О несовместимости и поисках компромисса говорят переводы пословиц, например: «Со свиным рылом да в калашный ряд» японцы перевели как «Поросенок в костюме».
Пора дать ответ задачки: «Плачущие цветы и скорбящие ивы. Кровавый прах последних битв в Северной Европе». Под таким названием в 1888 году был издан на японском языке роман Толстого «Война и мир».
Мы знаем о японцах очень немного, но главное. Традиции самурайской красивой смерти «бусидо» – ах, вот как, оказывается, переводилось это слово! – и обряд «тядо» – мирный ритуал чаепития, метафора искусства жить, путь чистоты и достижения гармонии с миром искусства, – ушли в прошлое. С бусидо – это, наверное, хорошо, а вот с тядо – препоганенько.

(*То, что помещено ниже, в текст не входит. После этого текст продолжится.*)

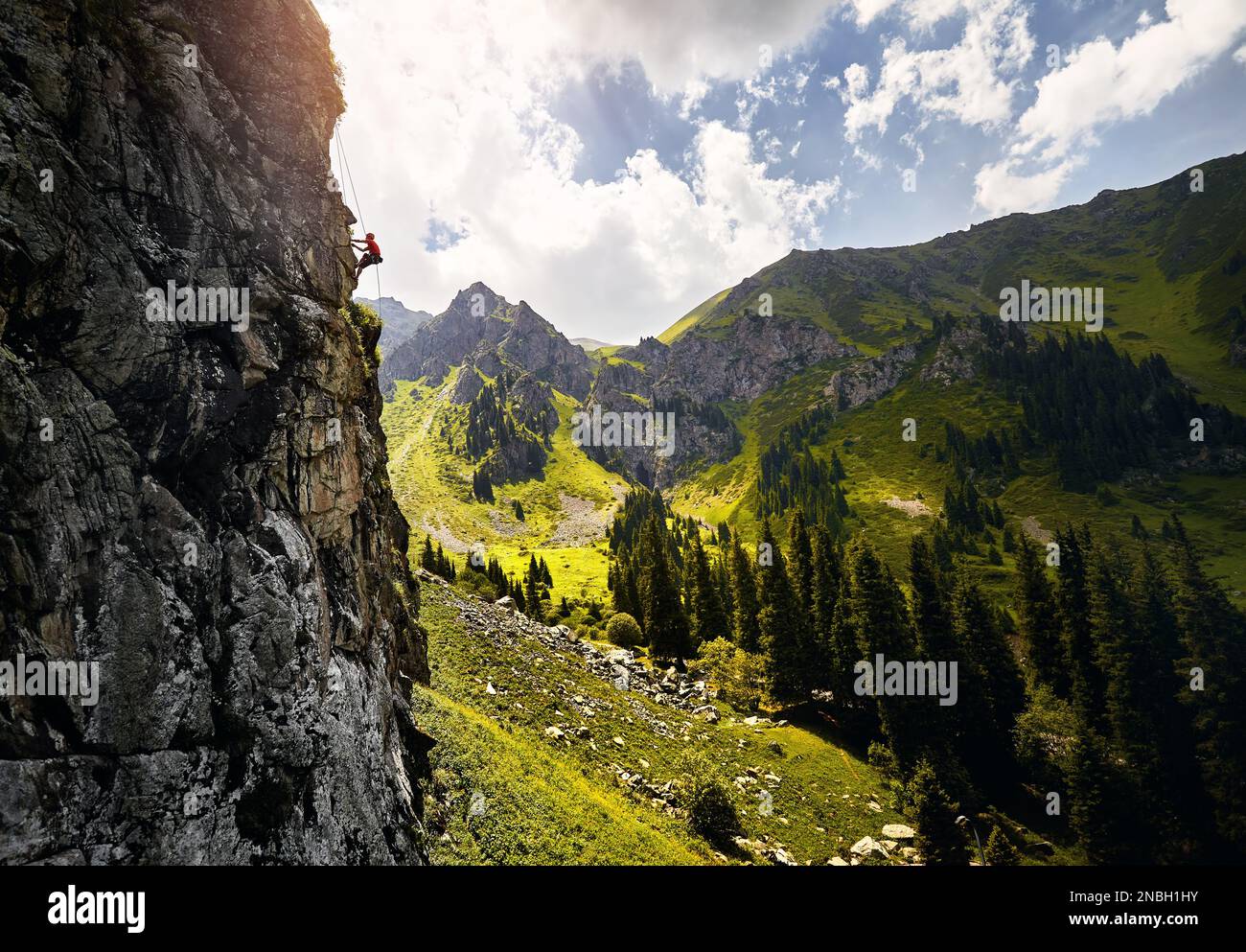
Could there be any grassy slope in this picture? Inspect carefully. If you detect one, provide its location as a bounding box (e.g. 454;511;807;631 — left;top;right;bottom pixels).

Видимо, просто «все мы вышли из шинели "Красного дерева Красного счастья"».
Так или иначе, слава богу. И слава дзен-буддизму. И ему же банзай, бусидо и тядо и «поросенок в костюме»!
Напоследок хотелось бы вслед за Достоевским вновь произнести: «Странные люди, эти японцы...» Все же на ум приходит позаимствовать у восточного соседа фразу из японского прошлого, которая для России может стать формулой повседневности и отношения к Родине: «Это моя страна – права она или нет».